问题
Anybody can explain this Bigquery query for deduplication? Why do we need to use [OFFSET(0)]? I think it is used to take the first element in aggregation array right? Isn't that the same as LIMIT 1? Why do we need to aggregation the entire table? Why can we aggregate an entire table in a single cell?

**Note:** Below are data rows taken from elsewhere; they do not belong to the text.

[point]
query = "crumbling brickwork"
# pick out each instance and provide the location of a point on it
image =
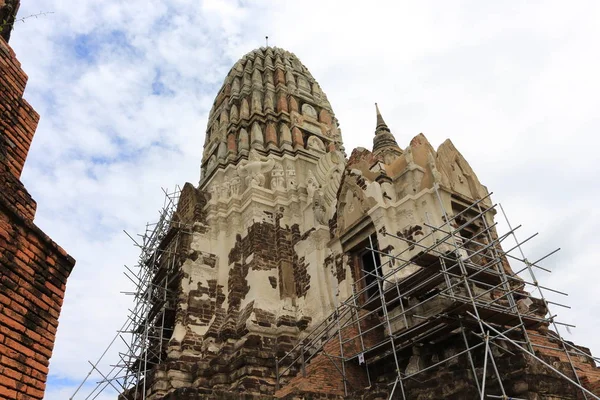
(33, 269)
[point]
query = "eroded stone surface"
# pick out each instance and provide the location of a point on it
(280, 220)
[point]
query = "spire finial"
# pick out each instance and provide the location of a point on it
(381, 125)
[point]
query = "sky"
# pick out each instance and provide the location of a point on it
(124, 89)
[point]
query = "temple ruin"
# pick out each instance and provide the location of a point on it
(33, 268)
(293, 272)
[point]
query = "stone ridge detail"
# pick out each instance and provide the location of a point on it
(33, 269)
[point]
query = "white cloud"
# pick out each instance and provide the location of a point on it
(514, 86)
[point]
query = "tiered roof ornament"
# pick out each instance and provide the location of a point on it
(384, 142)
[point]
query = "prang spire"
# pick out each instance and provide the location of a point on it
(381, 125)
(384, 143)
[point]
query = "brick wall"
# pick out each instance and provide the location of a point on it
(33, 269)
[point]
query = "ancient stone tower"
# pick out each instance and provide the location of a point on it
(293, 272)
(33, 269)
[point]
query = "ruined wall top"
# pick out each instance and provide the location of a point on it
(269, 102)
(8, 13)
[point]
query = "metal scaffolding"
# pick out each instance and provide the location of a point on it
(149, 325)
(458, 286)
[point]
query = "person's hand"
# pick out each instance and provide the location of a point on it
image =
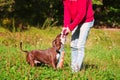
(64, 33)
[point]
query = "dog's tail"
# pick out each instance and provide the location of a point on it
(22, 49)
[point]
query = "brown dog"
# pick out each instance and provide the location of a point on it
(44, 56)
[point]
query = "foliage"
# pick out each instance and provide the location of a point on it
(36, 12)
(101, 59)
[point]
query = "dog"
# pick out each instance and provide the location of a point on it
(48, 56)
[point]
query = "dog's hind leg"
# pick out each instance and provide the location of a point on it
(30, 60)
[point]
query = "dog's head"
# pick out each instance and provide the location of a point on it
(57, 42)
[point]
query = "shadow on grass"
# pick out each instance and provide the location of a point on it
(89, 66)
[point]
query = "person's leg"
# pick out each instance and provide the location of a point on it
(74, 51)
(79, 43)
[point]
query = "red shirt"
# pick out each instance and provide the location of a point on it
(76, 12)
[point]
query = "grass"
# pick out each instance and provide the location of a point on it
(101, 60)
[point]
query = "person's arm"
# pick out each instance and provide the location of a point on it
(67, 17)
(81, 14)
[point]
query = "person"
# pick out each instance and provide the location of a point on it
(78, 19)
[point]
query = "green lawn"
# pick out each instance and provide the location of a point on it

# take the one name associated with a SKU
WITH product_query AS (
SELECT
DISTINCT
v2ProductName,
productSKU
FROM `data-to-insights.ecommerce.all_sessions_raw`
WHERE v2ProductName IS NOT NULL
)
SELECT k.* FROM (
# aggregate the products into an array and
# only take 1 result
SELECT ARRAY_AGG(x LIMIT 1)[OFFSET(0)] k
FROM product_query x
GROUP BY productSKU # this is the field we want deduplicated
);
回答1:
Let's start with some data we want to de-duplicate:
WITH table AS (SELECT * FROM UNNEST([STRUCT('001' AS id, 1 AS a, 2 AS b), ('002', 3,5), ('001', 1, 4)]))
SELECT *
FROM table t
Now, instead of *
, I'm going to use t
to refer to the whole row:
SELECT t
FROM table t
What happens if I group each of these rows by their id:
SELECT t.id, ARRAY_AGG(t) tt
FROM table t
GROUP BY 1
Now I have all the rows with the same id grouped together. But let me choose only one:
SELECT t.id, ARRAY_AGG(t LIMIT 1) tt
FROM table t
GROUP BY 1
That might look good, but that's still one row inside one array. How can I get only the row, and not an array:
SELECT t.id, ARRAY_AGG(t LIMIT 1)[OFFSET(0)] tt
FROM table t
GROUP BY 1
And if I want to get back a row without the grouping id
, nor the tt
prefix:
SELECT tt.*
FROM (
SELECT t.id, ARRAY_AGG(t LIMIT 1)[OFFSET(0)] tt
FROM table t
GROUP BY 1
)
And that's how you de-duplicate rows based on the rows ids.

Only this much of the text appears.